For some of us it takes a long time to see our parents as only human, susceptible to the same brokenness that the rest of us suffer from, in need of the same grace that God offers to us all. For me, surviving my parents’ brokenness began my sophomore year in college, a few days before Easter.

I remember sitting in our family room with my youngest brother, the sun streaming in through the open windows warming our backs, and the contrast of the biting breeze that swished past us. My dad sat in front of us on the ottoman footstool, his head resting in his hands. He grimly told us his decision to leave my mom.

My world seemed as though it was crumbling around me. My parents had always seemed so stable, so steady – the possibility that their marriage could be fragile had never entered my mind. I thought of my parents as untouched by the rising rates of failed marriages in the country. It affected the parents of my friends, not my own happy family.

Everyone knows that separation and divorce deeply affect young children, but rarely do people mention how it affects adult children. As a young twenty-something, just beginning my life as an adult, living on my own for most of the year, my parents’ separation shook me. For the first time in my life I saw my parents’ frailty. They made visible mistakes, and that put them on the same ground as me.

My dad moved out Easter weekend. And I went back to school, hurt and confused. For most of my life I looked at the world with rose-colored glasses; my freshman year those glasses had been scratched by an unpleasant roommate situation – now they were snapped in two.

In college, so much of how we have seen the world up until that point shatters. We confront information that seems contradictory to what had always been taught to us and we are left to reassemble the shards. Our high school teachers, youth pastors, parents look naïve. Some of us react to what we learn by becoming cynical, we feel misled and see the problems that exist as irreversible, others of us try to shoulder the problems on our own.

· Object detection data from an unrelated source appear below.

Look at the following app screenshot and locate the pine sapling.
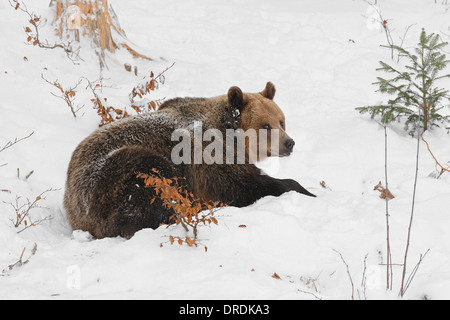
[356,29,450,136]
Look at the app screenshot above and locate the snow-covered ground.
[0,0,450,299]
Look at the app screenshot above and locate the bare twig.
[422,136,450,179]
[41,73,84,118]
[400,124,422,297]
[2,243,37,274]
[0,131,34,152]
[403,249,430,294]
[4,189,57,233]
[333,249,355,300]
[384,126,393,290]
[8,0,80,64]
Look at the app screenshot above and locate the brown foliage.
[137,169,225,247]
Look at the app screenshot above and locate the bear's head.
[228,82,295,162]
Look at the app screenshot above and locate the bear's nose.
[284,139,295,152]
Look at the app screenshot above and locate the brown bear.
[64,82,314,238]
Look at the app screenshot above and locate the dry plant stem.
[403,249,430,293]
[41,73,83,118]
[8,0,78,64]
[384,126,393,290]
[9,189,56,233]
[0,131,34,152]
[333,249,355,300]
[2,243,37,273]
[421,136,450,178]
[400,126,422,297]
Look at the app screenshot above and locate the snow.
[0,0,450,299]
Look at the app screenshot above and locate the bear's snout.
[284,139,295,153]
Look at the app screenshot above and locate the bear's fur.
[64,82,314,238]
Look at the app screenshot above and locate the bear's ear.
[228,87,246,110]
[260,81,276,100]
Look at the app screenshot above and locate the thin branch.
[400,120,422,297]
[421,136,450,177]
[384,126,393,290]
[0,131,34,154]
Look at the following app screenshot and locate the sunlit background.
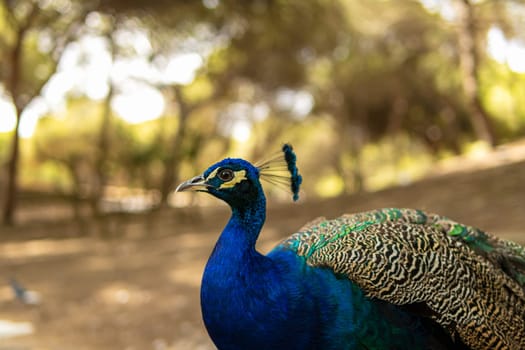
[0,0,525,350]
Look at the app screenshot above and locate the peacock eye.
[217,169,235,182]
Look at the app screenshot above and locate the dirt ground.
[0,148,525,350]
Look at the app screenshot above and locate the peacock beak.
[175,175,209,192]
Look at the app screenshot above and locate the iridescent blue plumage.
[178,145,520,350]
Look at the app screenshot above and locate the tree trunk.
[2,109,20,226]
[2,21,26,225]
[90,82,114,216]
[455,0,497,147]
[160,85,190,206]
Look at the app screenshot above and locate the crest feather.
[255,144,303,201]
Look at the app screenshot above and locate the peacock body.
[177,145,525,350]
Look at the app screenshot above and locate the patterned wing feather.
[281,209,525,349]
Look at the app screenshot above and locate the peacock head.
[175,144,302,208]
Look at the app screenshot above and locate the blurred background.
[0,0,525,350]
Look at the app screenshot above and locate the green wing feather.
[281,208,525,349]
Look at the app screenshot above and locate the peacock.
[176,144,525,350]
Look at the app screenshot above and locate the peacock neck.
[217,197,266,253]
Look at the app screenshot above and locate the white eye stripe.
[219,170,247,189]
[217,168,235,181]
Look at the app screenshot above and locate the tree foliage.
[0,0,525,224]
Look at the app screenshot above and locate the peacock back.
[278,208,525,349]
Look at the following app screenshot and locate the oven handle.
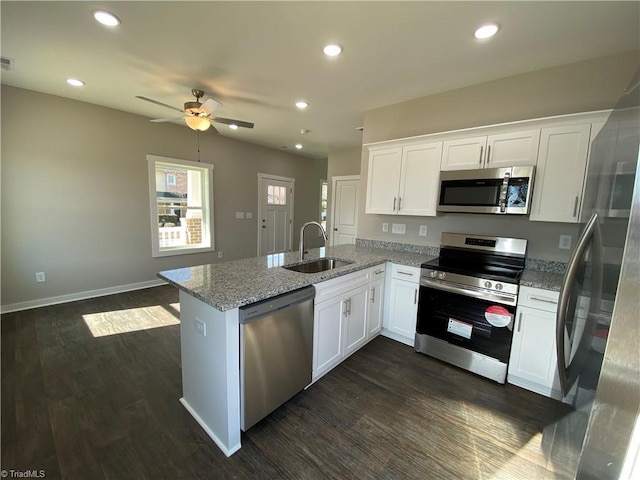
[420,277,518,306]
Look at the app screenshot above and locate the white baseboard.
[0,279,167,313]
[180,397,241,457]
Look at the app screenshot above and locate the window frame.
[147,155,215,258]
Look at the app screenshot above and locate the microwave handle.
[500,172,511,213]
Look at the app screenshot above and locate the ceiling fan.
[136,88,253,133]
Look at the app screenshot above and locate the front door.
[258,174,294,255]
[331,175,360,245]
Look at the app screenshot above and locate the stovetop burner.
[421,233,527,300]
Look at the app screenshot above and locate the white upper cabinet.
[366,142,442,216]
[442,128,540,170]
[529,123,591,223]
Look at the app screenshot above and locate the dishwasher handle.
[238,285,316,325]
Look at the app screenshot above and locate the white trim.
[256,172,296,257]
[180,397,242,457]
[0,279,167,313]
[327,175,360,246]
[362,110,613,150]
[147,154,215,258]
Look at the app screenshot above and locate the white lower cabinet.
[382,264,420,346]
[313,265,385,382]
[367,265,386,339]
[507,287,562,399]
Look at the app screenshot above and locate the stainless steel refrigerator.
[543,71,640,480]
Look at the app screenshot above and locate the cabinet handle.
[529,295,558,305]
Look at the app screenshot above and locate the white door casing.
[258,173,295,256]
[331,175,360,245]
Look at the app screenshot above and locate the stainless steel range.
[415,233,527,383]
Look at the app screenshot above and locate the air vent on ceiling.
[0,57,14,70]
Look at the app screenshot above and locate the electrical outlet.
[196,318,207,337]
[391,223,407,235]
[558,235,573,250]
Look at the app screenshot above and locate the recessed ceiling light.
[67,78,84,87]
[93,10,120,27]
[473,23,500,40]
[322,43,342,57]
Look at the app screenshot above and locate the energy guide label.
[447,318,473,339]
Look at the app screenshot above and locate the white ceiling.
[0,1,640,158]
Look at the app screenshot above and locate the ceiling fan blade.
[208,119,220,135]
[150,117,184,123]
[136,95,182,112]
[200,98,222,115]
[211,117,253,128]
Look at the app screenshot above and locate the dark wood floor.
[1,286,568,480]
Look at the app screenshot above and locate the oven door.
[416,285,516,364]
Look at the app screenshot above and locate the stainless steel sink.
[282,258,353,273]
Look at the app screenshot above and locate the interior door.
[258,176,293,255]
[331,176,360,245]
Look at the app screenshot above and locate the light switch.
[391,223,407,235]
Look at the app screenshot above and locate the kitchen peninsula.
[158,244,437,456]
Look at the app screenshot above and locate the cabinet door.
[367,269,384,339]
[529,124,591,223]
[313,296,343,381]
[343,285,369,357]
[366,147,402,214]
[441,136,487,170]
[484,128,540,168]
[397,142,442,216]
[389,279,418,344]
[509,307,557,396]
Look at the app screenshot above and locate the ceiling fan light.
[184,117,211,132]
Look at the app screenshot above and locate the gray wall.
[1,86,327,305]
[358,51,640,261]
[327,147,362,238]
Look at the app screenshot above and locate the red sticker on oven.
[484,305,513,327]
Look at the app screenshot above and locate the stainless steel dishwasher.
[239,286,316,432]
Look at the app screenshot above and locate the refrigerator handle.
[556,212,601,397]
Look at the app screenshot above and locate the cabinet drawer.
[369,263,387,282]
[314,269,370,305]
[391,263,420,283]
[518,287,560,312]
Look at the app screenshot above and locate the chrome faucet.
[299,222,328,262]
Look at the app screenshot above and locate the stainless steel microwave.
[437,166,535,215]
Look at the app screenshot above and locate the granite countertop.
[158,245,437,311]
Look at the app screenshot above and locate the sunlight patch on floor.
[82,303,180,337]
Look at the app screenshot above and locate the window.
[320,180,328,231]
[147,155,214,257]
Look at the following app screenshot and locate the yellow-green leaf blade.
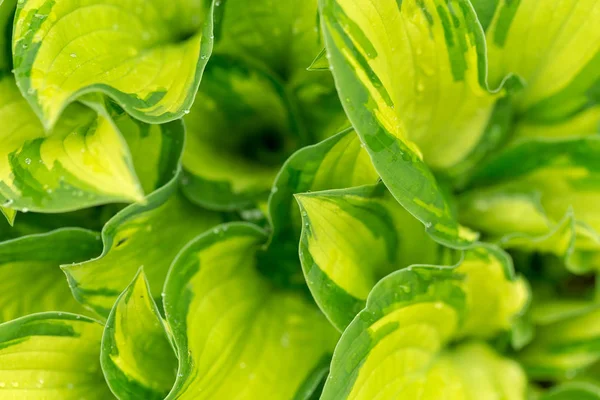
[13,0,212,129]
[296,184,442,329]
[320,0,498,245]
[0,228,101,322]
[0,313,114,400]
[321,248,526,400]
[458,136,600,273]
[264,129,379,286]
[63,189,221,317]
[100,270,177,400]
[164,223,336,400]
[487,0,600,121]
[0,76,143,212]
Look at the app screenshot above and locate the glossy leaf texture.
[0,228,101,322]
[13,0,213,130]
[458,136,600,273]
[261,129,379,286]
[100,269,177,400]
[480,0,600,123]
[0,76,149,212]
[518,305,600,380]
[164,223,337,400]
[541,382,600,400]
[63,122,222,318]
[319,0,504,246]
[321,248,527,400]
[215,0,347,142]
[183,0,348,210]
[0,313,114,400]
[296,184,452,330]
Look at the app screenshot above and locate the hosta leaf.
[321,250,526,400]
[100,270,177,400]
[512,106,600,141]
[183,56,301,210]
[296,184,450,329]
[13,0,212,129]
[540,382,600,400]
[0,0,17,74]
[480,0,600,122]
[519,306,600,379]
[458,136,600,272]
[164,223,336,400]
[215,0,347,141]
[0,76,149,212]
[0,313,114,400]
[266,129,379,285]
[320,0,498,245]
[0,206,17,226]
[308,48,329,71]
[0,228,101,322]
[63,186,221,317]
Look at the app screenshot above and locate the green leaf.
[63,107,222,318]
[511,106,600,142]
[0,313,114,400]
[164,223,337,400]
[0,0,17,71]
[321,248,526,400]
[100,269,177,400]
[320,0,500,246]
[215,0,347,142]
[0,76,164,212]
[540,382,600,400]
[518,306,600,380]
[262,129,379,285]
[0,206,17,226]
[13,0,213,130]
[62,190,221,318]
[0,228,101,322]
[307,48,329,71]
[487,0,600,122]
[296,184,451,330]
[178,56,303,210]
[458,136,600,273]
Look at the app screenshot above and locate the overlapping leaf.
[101,270,177,400]
[458,136,600,272]
[0,313,114,400]
[0,228,101,322]
[479,0,600,122]
[13,0,213,129]
[296,184,452,329]
[178,56,302,210]
[63,122,221,317]
[184,0,347,210]
[164,223,336,400]
[0,76,148,212]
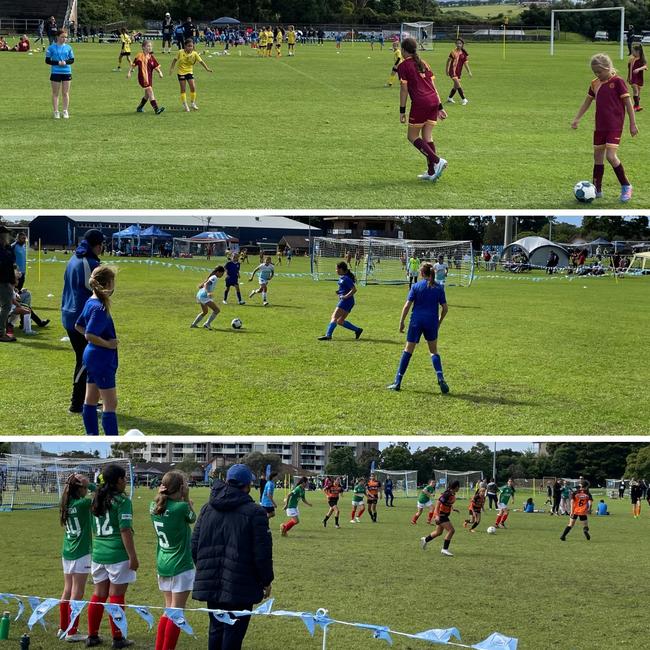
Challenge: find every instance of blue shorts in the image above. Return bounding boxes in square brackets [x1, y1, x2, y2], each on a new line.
[336, 298, 354, 313]
[406, 321, 438, 343]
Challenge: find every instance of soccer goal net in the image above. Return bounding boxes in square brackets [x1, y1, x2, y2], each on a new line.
[0, 454, 133, 511]
[400, 20, 433, 50]
[311, 237, 474, 287]
[434, 469, 483, 497]
[375, 469, 418, 497]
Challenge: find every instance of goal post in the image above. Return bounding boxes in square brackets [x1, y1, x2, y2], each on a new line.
[400, 20, 433, 50]
[375, 469, 418, 497]
[0, 454, 134, 512]
[311, 237, 474, 287]
[551, 7, 625, 61]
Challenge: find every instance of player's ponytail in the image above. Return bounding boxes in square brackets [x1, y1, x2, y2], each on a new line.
[88, 266, 117, 312]
[153, 471, 185, 515]
[402, 37, 427, 74]
[90, 465, 126, 517]
[59, 474, 85, 526]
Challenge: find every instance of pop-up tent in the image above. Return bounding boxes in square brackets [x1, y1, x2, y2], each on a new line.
[501, 237, 569, 268]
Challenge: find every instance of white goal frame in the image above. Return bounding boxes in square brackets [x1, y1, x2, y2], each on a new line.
[551, 7, 625, 61]
[399, 20, 433, 50]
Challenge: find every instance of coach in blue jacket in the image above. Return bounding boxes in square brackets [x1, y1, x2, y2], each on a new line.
[192, 465, 273, 650]
[61, 228, 104, 413]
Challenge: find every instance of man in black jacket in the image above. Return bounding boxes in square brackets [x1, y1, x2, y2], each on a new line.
[192, 464, 273, 650]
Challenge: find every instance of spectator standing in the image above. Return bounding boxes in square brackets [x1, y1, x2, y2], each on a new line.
[0, 224, 16, 343]
[61, 229, 104, 413]
[192, 464, 273, 650]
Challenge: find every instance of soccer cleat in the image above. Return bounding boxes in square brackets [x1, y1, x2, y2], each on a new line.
[429, 158, 447, 181]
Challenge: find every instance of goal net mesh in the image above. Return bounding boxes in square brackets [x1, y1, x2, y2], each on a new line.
[312, 237, 474, 287]
[0, 454, 133, 511]
[375, 469, 418, 497]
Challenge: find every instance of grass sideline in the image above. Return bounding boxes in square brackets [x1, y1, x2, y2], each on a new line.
[0, 253, 650, 437]
[0, 41, 650, 210]
[0, 488, 650, 650]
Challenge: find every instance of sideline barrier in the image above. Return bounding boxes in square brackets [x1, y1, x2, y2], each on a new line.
[0, 593, 518, 650]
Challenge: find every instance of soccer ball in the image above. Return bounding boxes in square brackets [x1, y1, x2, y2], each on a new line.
[573, 181, 596, 203]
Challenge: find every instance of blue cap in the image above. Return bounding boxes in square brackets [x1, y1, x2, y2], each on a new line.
[226, 463, 255, 486]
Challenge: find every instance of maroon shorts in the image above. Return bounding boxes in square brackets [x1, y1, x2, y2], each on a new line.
[594, 131, 623, 147]
[409, 104, 438, 126]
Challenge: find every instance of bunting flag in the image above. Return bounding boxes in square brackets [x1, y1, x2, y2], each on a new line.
[0, 593, 517, 650]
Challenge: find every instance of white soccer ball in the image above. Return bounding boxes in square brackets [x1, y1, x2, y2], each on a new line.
[573, 181, 596, 203]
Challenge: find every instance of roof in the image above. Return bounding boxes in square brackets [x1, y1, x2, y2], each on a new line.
[30, 214, 320, 232]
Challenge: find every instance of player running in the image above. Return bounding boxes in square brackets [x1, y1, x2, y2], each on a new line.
[323, 476, 343, 528]
[366, 474, 381, 524]
[350, 478, 366, 524]
[463, 487, 487, 533]
[190, 265, 226, 330]
[560, 481, 594, 542]
[447, 38, 472, 106]
[420, 481, 460, 557]
[388, 262, 449, 394]
[280, 476, 311, 537]
[169, 38, 212, 113]
[571, 54, 639, 203]
[149, 471, 196, 650]
[494, 478, 515, 528]
[126, 41, 165, 115]
[397, 38, 447, 181]
[318, 262, 363, 341]
[248, 255, 275, 307]
[59, 474, 95, 643]
[411, 478, 436, 526]
[86, 464, 139, 648]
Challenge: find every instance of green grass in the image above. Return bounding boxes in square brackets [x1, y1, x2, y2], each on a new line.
[0, 42, 650, 210]
[0, 489, 650, 650]
[0, 253, 650, 436]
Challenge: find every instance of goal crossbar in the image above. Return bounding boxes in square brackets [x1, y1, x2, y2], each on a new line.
[551, 7, 625, 60]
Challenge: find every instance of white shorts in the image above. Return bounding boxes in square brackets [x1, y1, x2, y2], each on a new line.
[61, 553, 92, 576]
[92, 560, 136, 585]
[158, 569, 196, 594]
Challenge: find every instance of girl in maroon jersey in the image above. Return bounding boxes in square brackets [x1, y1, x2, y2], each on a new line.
[627, 43, 648, 111]
[397, 38, 447, 181]
[447, 38, 472, 106]
[571, 54, 639, 203]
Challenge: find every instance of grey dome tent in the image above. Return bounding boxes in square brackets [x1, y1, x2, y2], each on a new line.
[501, 237, 569, 268]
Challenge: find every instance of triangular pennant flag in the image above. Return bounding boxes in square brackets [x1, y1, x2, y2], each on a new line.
[104, 603, 128, 638]
[165, 607, 194, 635]
[27, 598, 59, 630]
[128, 605, 154, 631]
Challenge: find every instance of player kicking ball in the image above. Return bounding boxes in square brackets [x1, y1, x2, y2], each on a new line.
[248, 255, 275, 307]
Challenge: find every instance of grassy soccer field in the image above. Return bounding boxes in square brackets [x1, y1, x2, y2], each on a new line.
[0, 253, 650, 436]
[0, 38, 650, 210]
[0, 489, 650, 650]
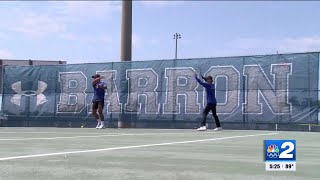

When I came home for the summer, I faced a broken-hearted mother, an absent father, and two younger brothers who were also trying to work through their pain. I reacted to my parents’ separation by becoming the parent myself, my role as their child was flipped on its head. I comforted my mother, I scolded my father, and I tried to patch together the fragmented pieces of my family. Part of me knew that this disordered arrangement could not last; God did not intend for children to parent their parents, or to take on the responsibility of correcting their mistakes.

I was enmeshed in my family’s pain; it was providential, then, that I spent a month of that summer at ñ’s Student Leadership Training (SLT), where my faith and discipleship deepened. While there, my world began to reorganize itself. With the guidance of a veteran staff couple, I began to understand God’s grace for my parents, and for me.

The Holy Spirit revealed to me the anger I felt towards both my parents and towards God, himself. My parents were supposed to care for their children by loving each other and modeling Christ. They had broken their promises – spoken and unspoken.

When I returned home from SLT, I had the work of forgiveness ahead of me. Paul writes in Colossians 3:12-13, “Clothe yourselves with compassion, kindness, humility, gentleness, and patience. Bear with each other and forgive whatever grievances you may have against one another. Forgive as the Lord forgave you.”

We must all confront the sinfulness of others. Our parents’ brokenness may be hardest to deal with because often they affect us the most, their sins cut us deepest. When our parents reveal to us their frailty, it is not our job to correct them, but to forgive them.

As He often does in painful seasons, God went about refining my heart. On Christmas Eve, nine months after my father left, he came home. But even today, I struggle with lasting scars from my parents’ separation. The sins of our parents can leave us wounded. God continues the healing process in me. I parented my parents when I saw them broken, and then, when I realized that they were as broken as I, I became their child once again. I learned compassion and forgiveness; I learned that my parents are indeed in need of Grace, just as I am.